A cantora deixa um legado extraordinário na MPB, e aponto algumas das suas canções que certamente ficarão gravadas, e para sempre, na memória e nos corações de todos nós: Só Louco, toda vez que Nana decidiu cantar o repertório do pai, fugiu do lugar comum, do caminho mais fácil e confortável. Na sua voz, a música, um samba-canção, gravado por Dorival em 1956, se tornou uma moderna e sofisticada peça com tons jazzísticos, uma prova da sua versatilidade, capaz de cantar qualquer gênero imprimindo o seu estilo tão peculiar; Sentinela, a canção, gravada fora da discografia de Nana, numa participação da cantora no disco Milton Nascimento, lançado em 1980, é um dos momentos mais bonitos da carreira da cantora e da história da música popular.
A letra de Fernando Brant virou um dos hinos de resistência da ditadura militar, cantada durante os desdobramentos da morte do estudante secundarista Edson Luís, assassinado por policiais na porta do restaurante Calabouço, no Rio, em 1968; Resposta ao tempo, muitos consideram essa interpretação o ponto alto da irretocável trajetória artística de Nana. A canção, parceria de Cristóvão Bastos e Aldir Blanc, uma das mais sofisticadas da dupla, deu à cantora o primeiro disco de ouro. Isso porque a música virou tema da minissérie Hilda Furacão, exibida pela TV Globo.

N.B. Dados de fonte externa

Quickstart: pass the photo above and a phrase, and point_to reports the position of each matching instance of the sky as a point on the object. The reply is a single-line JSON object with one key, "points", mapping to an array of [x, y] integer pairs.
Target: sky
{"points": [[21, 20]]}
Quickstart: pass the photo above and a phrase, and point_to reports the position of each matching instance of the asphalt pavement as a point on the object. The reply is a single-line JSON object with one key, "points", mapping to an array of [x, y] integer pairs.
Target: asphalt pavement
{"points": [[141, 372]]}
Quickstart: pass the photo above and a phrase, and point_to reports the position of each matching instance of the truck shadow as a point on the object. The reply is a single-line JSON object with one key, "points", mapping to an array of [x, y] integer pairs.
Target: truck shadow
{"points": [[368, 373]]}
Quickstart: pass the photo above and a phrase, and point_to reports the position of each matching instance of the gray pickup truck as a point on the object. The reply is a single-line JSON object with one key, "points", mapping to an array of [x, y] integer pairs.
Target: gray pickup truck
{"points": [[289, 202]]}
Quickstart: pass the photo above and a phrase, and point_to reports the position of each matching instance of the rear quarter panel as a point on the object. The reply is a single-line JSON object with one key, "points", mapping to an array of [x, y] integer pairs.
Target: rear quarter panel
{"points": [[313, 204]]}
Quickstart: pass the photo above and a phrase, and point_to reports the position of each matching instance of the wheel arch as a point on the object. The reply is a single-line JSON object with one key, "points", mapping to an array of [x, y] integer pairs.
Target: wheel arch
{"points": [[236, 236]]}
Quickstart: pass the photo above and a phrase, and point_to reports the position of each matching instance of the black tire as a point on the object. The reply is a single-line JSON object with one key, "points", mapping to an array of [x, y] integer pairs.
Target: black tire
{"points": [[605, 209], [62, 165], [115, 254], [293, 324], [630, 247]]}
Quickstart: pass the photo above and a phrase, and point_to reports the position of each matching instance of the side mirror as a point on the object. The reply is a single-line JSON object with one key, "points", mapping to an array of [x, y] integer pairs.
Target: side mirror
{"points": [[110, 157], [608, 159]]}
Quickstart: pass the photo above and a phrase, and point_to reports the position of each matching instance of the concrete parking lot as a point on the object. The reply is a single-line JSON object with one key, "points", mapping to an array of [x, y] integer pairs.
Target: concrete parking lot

Dona de uma voz singular e vigorosa, Nana foi aplaudida, no Municipal, durante sete minutos ininterruptos pelos familiares, amigos e fãs que lotaram o teatro, antes de o corpo seguir para o São João Batista. Além de Gilberto Gil e Flora; Elba Ramalho, que fez questão de colocar, na urna, um terço sobre o peito da cantora; Guto Burgos, irmão de Gal Costa; Joyce; e Deolinda Catarina França de Vilhena, amiga de Nana há 44 anos, que a visitara no hospital no dia do seu aniversário e que regressara a Salvador, capital em que reside, viajou ao Rio novamente para dar-lhe o último adeus; dentre outros colegas de profissão que, sentidos, prestaram à Nana uma última homenagem. Tive a oportunidade de abraçar Dori e Danilo; de me solidarizar com Stella e Val e dar um até breve aquela que, sem dúvida, foi uma das maiores vozes do cancioneiro nacional.
A morte a aposentou, mas o legado de Nana Caymmi é imenso, e imortal.